A group of researchers has demonstrated a reverse photonic shock wave. As a result, high-energy physics could have a new particle detector, and proposed invisibility cloaks already may have been pierced.

The speed of light is the ultimate in space but not in air, water or other materials. In such media, charged particles can move faster than light itself. When they do, they give rise to Cerenkov radiation, an example being the blue glow seen near an underwater nuclear reactor.

To date, all Cerenkov radiation has been in the forward direction because all known natural materials are right-handed and have a positive index of refraction. But the development of left-handed metamaterials – which are engineered to have a negative index at specific wavelength bands and for particular electromagnetic modes – gave professor Min Chen, a physics professor at MIT in Cambridge, an idea a few years ago.

“We should build a backward-emitting Cerenkov detector so that the radiation could be readily separated from the emitting particles,” he said.

A backward photonic shock wave could lead to new particle detectors.

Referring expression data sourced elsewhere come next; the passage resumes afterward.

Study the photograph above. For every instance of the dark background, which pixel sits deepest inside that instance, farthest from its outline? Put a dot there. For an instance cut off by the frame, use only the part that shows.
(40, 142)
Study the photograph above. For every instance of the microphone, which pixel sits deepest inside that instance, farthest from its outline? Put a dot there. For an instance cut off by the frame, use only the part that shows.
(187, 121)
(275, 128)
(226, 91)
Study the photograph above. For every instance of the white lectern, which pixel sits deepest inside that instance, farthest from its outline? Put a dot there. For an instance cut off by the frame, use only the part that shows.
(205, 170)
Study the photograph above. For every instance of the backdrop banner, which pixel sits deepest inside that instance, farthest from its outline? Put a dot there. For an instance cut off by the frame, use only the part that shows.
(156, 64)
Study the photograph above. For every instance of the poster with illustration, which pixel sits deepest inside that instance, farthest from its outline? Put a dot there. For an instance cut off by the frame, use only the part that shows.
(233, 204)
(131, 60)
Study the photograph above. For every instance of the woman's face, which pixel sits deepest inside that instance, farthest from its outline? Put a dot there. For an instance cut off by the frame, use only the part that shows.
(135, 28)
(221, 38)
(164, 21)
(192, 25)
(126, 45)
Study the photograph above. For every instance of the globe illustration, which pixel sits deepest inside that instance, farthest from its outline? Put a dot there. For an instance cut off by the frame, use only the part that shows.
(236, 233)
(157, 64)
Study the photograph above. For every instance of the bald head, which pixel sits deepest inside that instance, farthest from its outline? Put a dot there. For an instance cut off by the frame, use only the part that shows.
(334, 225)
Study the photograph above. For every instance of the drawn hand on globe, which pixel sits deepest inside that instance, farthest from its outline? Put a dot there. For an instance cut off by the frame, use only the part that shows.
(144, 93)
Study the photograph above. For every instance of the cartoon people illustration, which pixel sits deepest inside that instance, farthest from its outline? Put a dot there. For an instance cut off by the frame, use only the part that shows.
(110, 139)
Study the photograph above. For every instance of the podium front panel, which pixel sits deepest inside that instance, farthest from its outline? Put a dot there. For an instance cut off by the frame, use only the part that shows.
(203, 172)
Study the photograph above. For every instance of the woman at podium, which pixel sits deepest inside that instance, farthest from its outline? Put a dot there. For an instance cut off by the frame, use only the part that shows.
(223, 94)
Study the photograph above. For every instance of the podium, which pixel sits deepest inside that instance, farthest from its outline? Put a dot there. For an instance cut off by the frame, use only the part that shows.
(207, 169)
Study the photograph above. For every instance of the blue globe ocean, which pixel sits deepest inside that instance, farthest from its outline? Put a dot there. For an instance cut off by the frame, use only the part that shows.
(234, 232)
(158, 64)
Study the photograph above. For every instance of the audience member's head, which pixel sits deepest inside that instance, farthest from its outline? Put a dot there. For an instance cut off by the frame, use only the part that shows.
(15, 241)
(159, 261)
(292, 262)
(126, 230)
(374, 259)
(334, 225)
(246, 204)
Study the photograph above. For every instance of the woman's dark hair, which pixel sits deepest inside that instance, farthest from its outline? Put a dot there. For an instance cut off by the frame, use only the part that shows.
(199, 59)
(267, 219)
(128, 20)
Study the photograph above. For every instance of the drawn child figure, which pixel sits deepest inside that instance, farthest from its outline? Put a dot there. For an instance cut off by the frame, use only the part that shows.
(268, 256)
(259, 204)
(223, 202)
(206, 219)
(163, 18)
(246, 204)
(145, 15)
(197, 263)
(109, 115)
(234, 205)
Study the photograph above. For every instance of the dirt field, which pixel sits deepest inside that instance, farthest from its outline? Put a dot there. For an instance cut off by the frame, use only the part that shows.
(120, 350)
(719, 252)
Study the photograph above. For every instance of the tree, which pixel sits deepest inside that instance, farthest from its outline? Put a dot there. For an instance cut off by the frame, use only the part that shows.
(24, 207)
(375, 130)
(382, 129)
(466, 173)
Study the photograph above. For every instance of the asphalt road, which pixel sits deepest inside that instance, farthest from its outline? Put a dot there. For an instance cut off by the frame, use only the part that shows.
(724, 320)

Simulated charged particles traveling faster than the speed of light through a left-handed material (latticework on left) give rise to backward traveling microwave radiation (trace on right). Courtesy of Hongsheng Chen, Zhejiang University, and Min Chen, MIT.

Following Chen’s idea, graduate student Sheng Xi, associate professor Hongsheng Chen and professor Lixin Ran, all of Zhejiang University, implemented the concept, as outlined in the November 2009 issue of Physical Review Letters. In doing so, they overcame several problems.

The first is that optical frequency metamaterials not only are difficult to build but also suffer high losses. So the researchers chose to use microwaves, where a low-loss left-handed metamaterial is easier to design and build.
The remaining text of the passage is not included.